А атака все настойчивей и настойчивей.
— Да и казак колотит — чего молчать? Бьет мужик-то, — верно, что ли?
— А поди ты, сатана! — замахала руками казачка. — А твое какое дело?
— Кавалер он, знать, твой-то, — усмехнулась агитаторша. — Неужто уж так и не колотил ни разочку? Ври, тетенька, другому, а я сама это дело знаю. Был у меня и свой, покойничек: такой подлец жил — ни дна ему, ни крышки! Пьяный дрался да грыз, как пес цепной… Али и его теперь жалеть стану? Да мне одной теперь свет рогожей: хочу — встану, хочу — лягу, одна-то…
— Молотишь, девка, пустое, — уж совсем ослабленно протестует казачка.
— А и так — пусть не били тебя, — шла та на уступки, — пусть не били… а жизни хорошей все-таки не знаешь… И никогда не узнаешь, потому что кто тебе ее даст, жизнь-то эту? Никто. Сама!.. Сама могла бы, а ты вон пень какой: и с места не стронешь, да ведь и слова-то хорошего слушать не хочешь.
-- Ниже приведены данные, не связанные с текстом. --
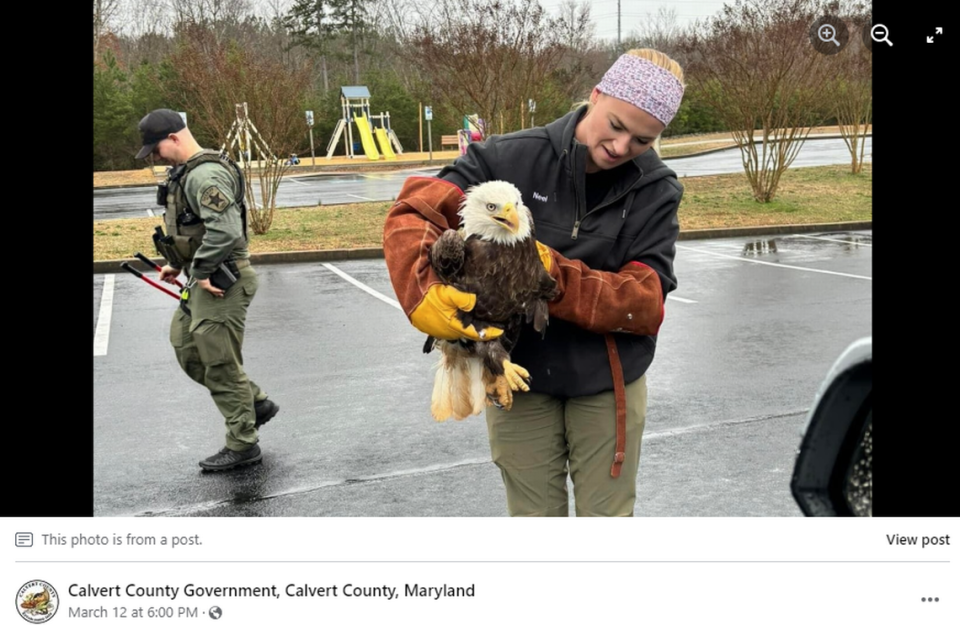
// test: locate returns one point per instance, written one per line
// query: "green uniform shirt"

Ну кто тебя выведет после этого?
— Чего выводить-то?.. — недоумевает казачка. — Вывели уж, ладно. — И тут загалдели все.
— Надо! — крепко убеждает красноармейка. — На дорогу надо выходить — тут только и жизнь настоящая начинается… Не знаете вы этого, бабы!
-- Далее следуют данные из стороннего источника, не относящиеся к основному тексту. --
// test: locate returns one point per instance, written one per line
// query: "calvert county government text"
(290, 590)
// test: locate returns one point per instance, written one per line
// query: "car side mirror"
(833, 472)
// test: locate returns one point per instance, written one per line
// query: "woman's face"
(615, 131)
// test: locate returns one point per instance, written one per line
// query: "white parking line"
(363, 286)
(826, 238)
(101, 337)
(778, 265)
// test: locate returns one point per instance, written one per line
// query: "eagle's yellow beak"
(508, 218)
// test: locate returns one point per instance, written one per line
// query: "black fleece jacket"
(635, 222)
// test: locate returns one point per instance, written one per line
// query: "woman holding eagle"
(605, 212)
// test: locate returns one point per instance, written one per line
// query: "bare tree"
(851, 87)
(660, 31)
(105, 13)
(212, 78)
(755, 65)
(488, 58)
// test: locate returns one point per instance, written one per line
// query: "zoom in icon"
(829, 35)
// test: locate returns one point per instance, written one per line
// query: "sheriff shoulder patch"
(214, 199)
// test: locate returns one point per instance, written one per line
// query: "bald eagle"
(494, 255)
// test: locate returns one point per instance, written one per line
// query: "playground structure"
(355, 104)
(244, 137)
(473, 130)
— Начинается… — роптали казачки. — Все у вас там «начинается», кончать-то вот не можете.
— Не удается, бабка, а хотелось бы… ой, как бы хотелось поскорее-то, — говорила горячо коммунистка с неподдельным сожалением. — Мы и штаны затем надели, чтобы окончить скорее, а вы не поняли вот… Смеетесь…
— Смешно — и смеемся, — ответили в толпе, но смеху давно уже не было.
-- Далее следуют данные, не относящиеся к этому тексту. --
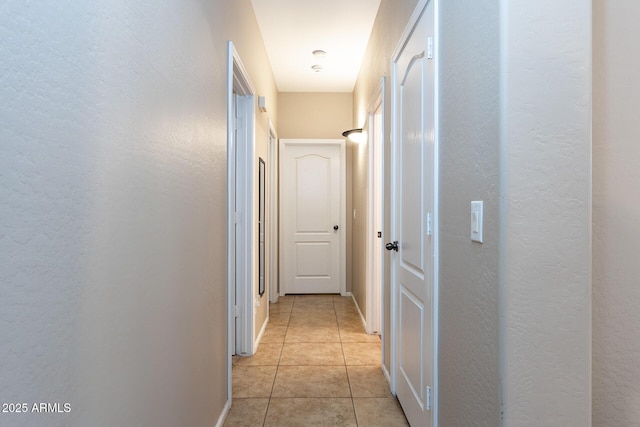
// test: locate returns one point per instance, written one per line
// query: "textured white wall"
(616, 210)
(545, 213)
(113, 209)
(469, 166)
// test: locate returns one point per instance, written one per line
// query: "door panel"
(312, 191)
(413, 193)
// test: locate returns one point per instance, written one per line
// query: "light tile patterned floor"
(316, 366)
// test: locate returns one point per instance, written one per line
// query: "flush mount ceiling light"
(319, 53)
(355, 135)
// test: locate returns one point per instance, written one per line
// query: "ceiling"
(293, 29)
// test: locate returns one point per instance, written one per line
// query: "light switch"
(476, 221)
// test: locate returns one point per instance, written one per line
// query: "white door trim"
(420, 6)
(341, 143)
(272, 197)
(375, 214)
(240, 227)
Сопротивление, слово за словом, все тише, все слабее, все беспомощнее.
— Понимали бы лучше, чем смеяться-то, — урезонивали баб, — от смеху умен не будешь…
— Ишь, умны больно сами…
В этом роде длится беседа — оживленно, естественно, легко… Игра идет с большим подъемом… Очень хорошо передается, как казачки начинают поддаваться неотразимому влиянию простых, ясных, убедительных речей… Беседы эти устраиваются не раз, не два. Красноармейки-женщины, пока стоят с полком в станице, помогают казачкам, у которых остановились, нянчиться с ребятами, за скотиной ходить, по хозяйству…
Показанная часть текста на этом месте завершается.